Na prática, a proposta pretende dividir com Estado, municípios e iniciativa privada os trabalhos para limpeza dos leitos de mananciais onde aconteceram as inundações dos últimos oito meses.

Conforme o parlamentar, a apresentação da matéria tem como objetivo ampliar o debate acerca dos investimentos para dragagem dos rios. Para ele, há espaço para melhorar o texto.

Pasin pretende chamar grupos de cientistas, ambientalistas e pesquisadores das universidades para analisar o projeto e fazer ajustes e ampliações. O projeto está em fase de análise nas comissões parlamentares.

Risco de desperdício de dinheiro

Professor da Universidade Federal do RS (UFRGS), integrante do Instituto de Pesquisas Hidráulicas (IPH), e doutor em Hidrologia, Walter Collischonn ressalta a importância de estudos técnicos antes da retirada de materiais dos leitos dos grandes rios, como na bacia Taquari\Antas, Jacuí e Guaíba.

Pelo alto custo dos serviços, esclarece que, se feito de maneira inapropriada, não cumpre a função de garantir mais vazão dos mananciais hídricos, o que representa desperdício de dinheiro.

“Não somos contra a dragagem. Mas entendemos que para ser uma das soluções, é preciso conhecer como a inundação interferiu no leito do rio. Dizer que o desassoreamento é inquestionável não é verdade”, ressalta.

De acordo com o pesquisador, o tamanho da inundação de maio causa dois fenômenos nos rios: erosão e assoreamento (acúmulo de material no fundo). Com o primeiro, a margem aumenta de tamanho e pontos onde havia represamentos no leito são levados pela força da água. “Os dois efeitos são diferentes. Na erosão, é possível que tenha mudanças, com aumento de profundidade. Ou seja, o próprio rio pode fazer o desassoreamento.”

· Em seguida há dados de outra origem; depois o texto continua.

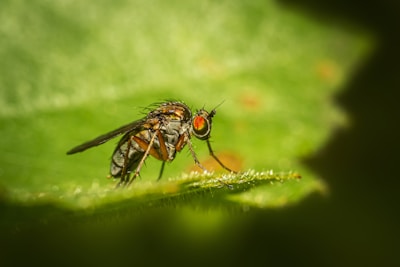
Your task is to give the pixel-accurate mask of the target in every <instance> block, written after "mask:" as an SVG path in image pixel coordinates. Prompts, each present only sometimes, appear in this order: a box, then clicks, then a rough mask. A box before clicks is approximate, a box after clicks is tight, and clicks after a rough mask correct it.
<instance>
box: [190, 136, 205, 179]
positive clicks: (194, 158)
mask: <svg viewBox="0 0 400 267" xmlns="http://www.w3.org/2000/svg"><path fill="white" fill-rule="evenodd" d="M187 144H188V147H189V151H190V153H191V154H192V157H193V160H194V163H196V165H197V166H199V167H200V168H201V169H202V170H203V171H205V172H208V170H207V169H206V168H205V167H204V166H203V165H201V163H200V161H199V160H198V159H197V156H196V153H195V152H194V149H193V146H192V142H190V139H189V138H188V139H187Z"/></svg>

Os locais com acúmulo, explica, costumam ficar onde a correnteza perde velocidade.

Preocupação econômica

Antes de qualquer intervenção, Collischonn destaca a necessidade da batimetria (uso de sonar para mapear os trechos inundados e identificar onde há acúmulo de materiais) e a simulação de hidrodinâmica (modelo capaz de verificar a retirada de cargas do leito e o impacto no nível da água em cidades próximas).

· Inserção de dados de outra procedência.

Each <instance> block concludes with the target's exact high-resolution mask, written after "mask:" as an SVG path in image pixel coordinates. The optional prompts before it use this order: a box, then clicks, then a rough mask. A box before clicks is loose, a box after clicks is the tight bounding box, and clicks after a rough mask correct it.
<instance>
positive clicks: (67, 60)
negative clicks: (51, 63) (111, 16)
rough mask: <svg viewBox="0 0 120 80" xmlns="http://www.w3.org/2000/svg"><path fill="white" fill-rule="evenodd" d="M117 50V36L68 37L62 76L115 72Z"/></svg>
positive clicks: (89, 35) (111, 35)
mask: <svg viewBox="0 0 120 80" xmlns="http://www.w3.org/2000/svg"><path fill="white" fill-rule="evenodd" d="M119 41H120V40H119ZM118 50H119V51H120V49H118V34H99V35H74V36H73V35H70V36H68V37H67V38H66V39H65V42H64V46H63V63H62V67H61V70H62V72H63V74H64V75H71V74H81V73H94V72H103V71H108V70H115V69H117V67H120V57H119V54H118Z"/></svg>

“Vamos dizer que a retirada de dois metros de detrito em Bom Retiro diminui o rio em dois metros em Estrela. Neste caso, o desassoreamento é muito positivo. Agora, se o mesmo tiver impacto de 20 centímetros, será que o custo compensa?”, questiona.

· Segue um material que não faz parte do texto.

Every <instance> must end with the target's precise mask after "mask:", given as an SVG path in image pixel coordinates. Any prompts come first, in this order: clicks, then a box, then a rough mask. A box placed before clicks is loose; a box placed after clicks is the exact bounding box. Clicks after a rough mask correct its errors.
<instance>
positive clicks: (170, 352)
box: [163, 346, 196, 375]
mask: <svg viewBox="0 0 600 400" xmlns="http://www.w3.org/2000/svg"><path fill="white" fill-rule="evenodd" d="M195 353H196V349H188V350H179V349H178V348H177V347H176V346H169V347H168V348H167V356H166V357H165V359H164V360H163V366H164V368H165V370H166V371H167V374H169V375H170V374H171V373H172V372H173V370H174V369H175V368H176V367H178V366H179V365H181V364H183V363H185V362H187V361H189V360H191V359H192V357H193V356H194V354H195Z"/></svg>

Para ele, essas são as perguntas que a sociedade deve responder. No Porto de Rio Grande, o desassoreamento para a hidrovia custou R$ 500 milhões. “Nossa preocupação é econômica. Precisamos reconstruir pontes, estradas, casas. Será que o desassoreamento deveria ser uma prioridade agora?”, questiona.

Na visão de Collischonn, antes de destinar recursos para medidas estruturantes (construções de diques, barragens, dragagem e outras obras de infraestrutura) é preciso uma atuação de base, nas chamadas medidas não-estruturantes (planos diretos com regras mais claras sobre áreas de inundação, programas de ensino e conscientização, zoneamento de riscos, além de melhorias nos sistemas de previsão, monitoramento e alarmes).